Question

Solve. You should show all work to find eigenvalues and eigenvectors. What sort of equilibrium do we have here and where does it occur? Does the type of equilibrium surprise you? x' =-y 6. x(0) = 0, y(0) = 2 y' = 10x – 2y

Answer 1

The above linear system of O.D.E.s can be expressed as
  $\dot{z} = \begin{bmatrix} 0 & -1\\ 10 & 2 \end{bmatrix} z$
where, $z = \begin{bmatrix} x\\y \end{bmatrix}$   


Let us call the associated matrix to be A.

Observe that Az = 0 implies that -y = 0 and 10 - 2y = 0. These two equations give (x,y) = (0,0)
Thus, the only critical point(or equillibrium point) of the system is (0,0).

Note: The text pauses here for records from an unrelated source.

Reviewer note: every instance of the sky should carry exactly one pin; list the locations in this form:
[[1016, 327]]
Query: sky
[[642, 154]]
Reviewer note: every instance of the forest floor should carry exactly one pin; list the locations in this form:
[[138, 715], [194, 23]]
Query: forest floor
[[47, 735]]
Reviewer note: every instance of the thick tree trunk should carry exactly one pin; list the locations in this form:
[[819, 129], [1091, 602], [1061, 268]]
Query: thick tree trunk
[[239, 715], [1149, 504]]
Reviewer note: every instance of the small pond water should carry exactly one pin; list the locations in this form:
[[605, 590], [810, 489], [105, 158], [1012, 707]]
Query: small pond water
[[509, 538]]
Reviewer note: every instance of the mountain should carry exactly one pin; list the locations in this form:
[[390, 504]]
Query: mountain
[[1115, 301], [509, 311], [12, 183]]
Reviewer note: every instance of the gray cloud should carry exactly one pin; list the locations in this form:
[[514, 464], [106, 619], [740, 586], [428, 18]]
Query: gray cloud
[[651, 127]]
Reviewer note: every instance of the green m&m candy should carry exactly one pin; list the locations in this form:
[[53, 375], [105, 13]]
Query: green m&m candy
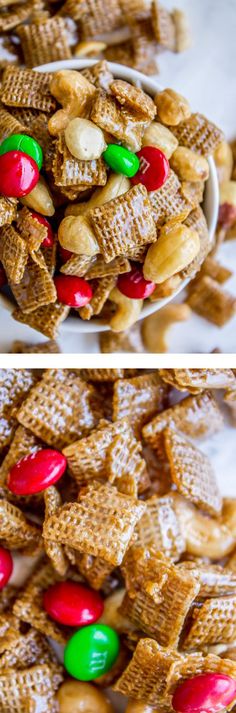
[[121, 160], [91, 652], [24, 143]]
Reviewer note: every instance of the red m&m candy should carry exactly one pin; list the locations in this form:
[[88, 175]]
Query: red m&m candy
[[3, 279], [36, 472], [153, 170], [18, 174], [49, 239], [6, 566], [132, 284], [73, 291], [72, 604], [209, 692]]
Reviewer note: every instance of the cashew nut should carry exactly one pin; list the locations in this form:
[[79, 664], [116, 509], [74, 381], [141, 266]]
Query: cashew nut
[[75, 234], [156, 327], [82, 698], [158, 135], [189, 165], [175, 248], [127, 313], [172, 107], [40, 199], [111, 616], [139, 707], [89, 49], [74, 92], [204, 536], [224, 161], [115, 187], [84, 139]]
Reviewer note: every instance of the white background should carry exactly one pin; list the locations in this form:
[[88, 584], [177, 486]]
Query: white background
[[206, 75]]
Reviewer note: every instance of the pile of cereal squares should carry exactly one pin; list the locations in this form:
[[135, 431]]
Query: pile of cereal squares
[[130, 32], [121, 177], [103, 481]]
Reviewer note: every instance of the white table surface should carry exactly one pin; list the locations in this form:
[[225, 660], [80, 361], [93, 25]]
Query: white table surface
[[205, 74]]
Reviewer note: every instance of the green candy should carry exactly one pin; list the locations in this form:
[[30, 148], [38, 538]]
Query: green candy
[[91, 651], [22, 142], [121, 160]]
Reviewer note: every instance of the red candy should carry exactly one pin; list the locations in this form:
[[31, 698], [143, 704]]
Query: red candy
[[49, 240], [73, 291], [3, 279], [18, 174], [154, 168], [132, 284], [36, 472], [72, 604], [209, 692], [6, 566]]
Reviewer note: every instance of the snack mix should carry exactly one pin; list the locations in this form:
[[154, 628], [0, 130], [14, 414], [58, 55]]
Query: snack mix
[[101, 184], [130, 545]]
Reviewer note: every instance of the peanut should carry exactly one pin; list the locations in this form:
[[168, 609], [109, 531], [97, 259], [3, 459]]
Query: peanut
[[189, 166], [84, 139], [175, 248], [205, 536], [82, 698], [75, 234], [158, 135], [156, 327], [40, 199], [116, 185], [172, 107], [128, 311]]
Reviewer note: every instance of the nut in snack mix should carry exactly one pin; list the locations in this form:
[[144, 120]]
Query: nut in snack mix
[[119, 174], [135, 529]]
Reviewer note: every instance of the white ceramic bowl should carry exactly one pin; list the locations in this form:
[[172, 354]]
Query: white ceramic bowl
[[211, 198]]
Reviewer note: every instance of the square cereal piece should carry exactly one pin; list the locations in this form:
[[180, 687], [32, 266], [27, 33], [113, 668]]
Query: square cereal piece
[[138, 399], [54, 550], [196, 416], [192, 473], [26, 88], [101, 524], [134, 99], [199, 134], [158, 595], [215, 581], [125, 466], [168, 203], [99, 16], [8, 210], [196, 221], [44, 42], [87, 458], [36, 287], [70, 171], [163, 26], [58, 408], [46, 319], [211, 302], [20, 691], [123, 223], [213, 623], [126, 126], [13, 253], [16, 532], [159, 528], [28, 606], [23, 443], [101, 294], [194, 380]]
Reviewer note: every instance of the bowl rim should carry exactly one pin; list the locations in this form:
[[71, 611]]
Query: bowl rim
[[151, 86]]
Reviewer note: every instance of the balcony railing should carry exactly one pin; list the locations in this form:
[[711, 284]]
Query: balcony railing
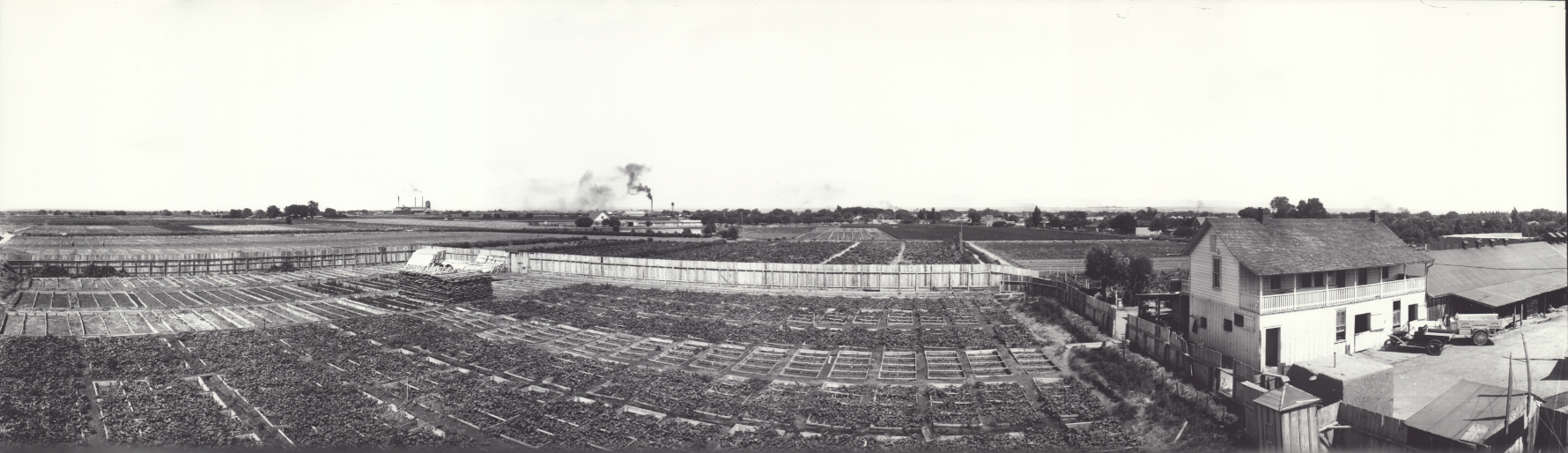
[[1332, 297]]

Now, the characteristic polynomial of A is det(xI - A) = x(x-2) + 10 = x² - 2x + 10.
Thus, the eigenvalues of A are the roots of this polynomial and hence, the eigen values of A are 1+3i and 1-3i.

Since both the eigenvalues of A have non-zero real part, hence the equillibrium point (0,0) is a HYPERBOLIC equillibruim point.
Further, since both the eigenvalues of A have positive real part, hence the hyperbolic equillibrium point (0,0) is a SOURCE.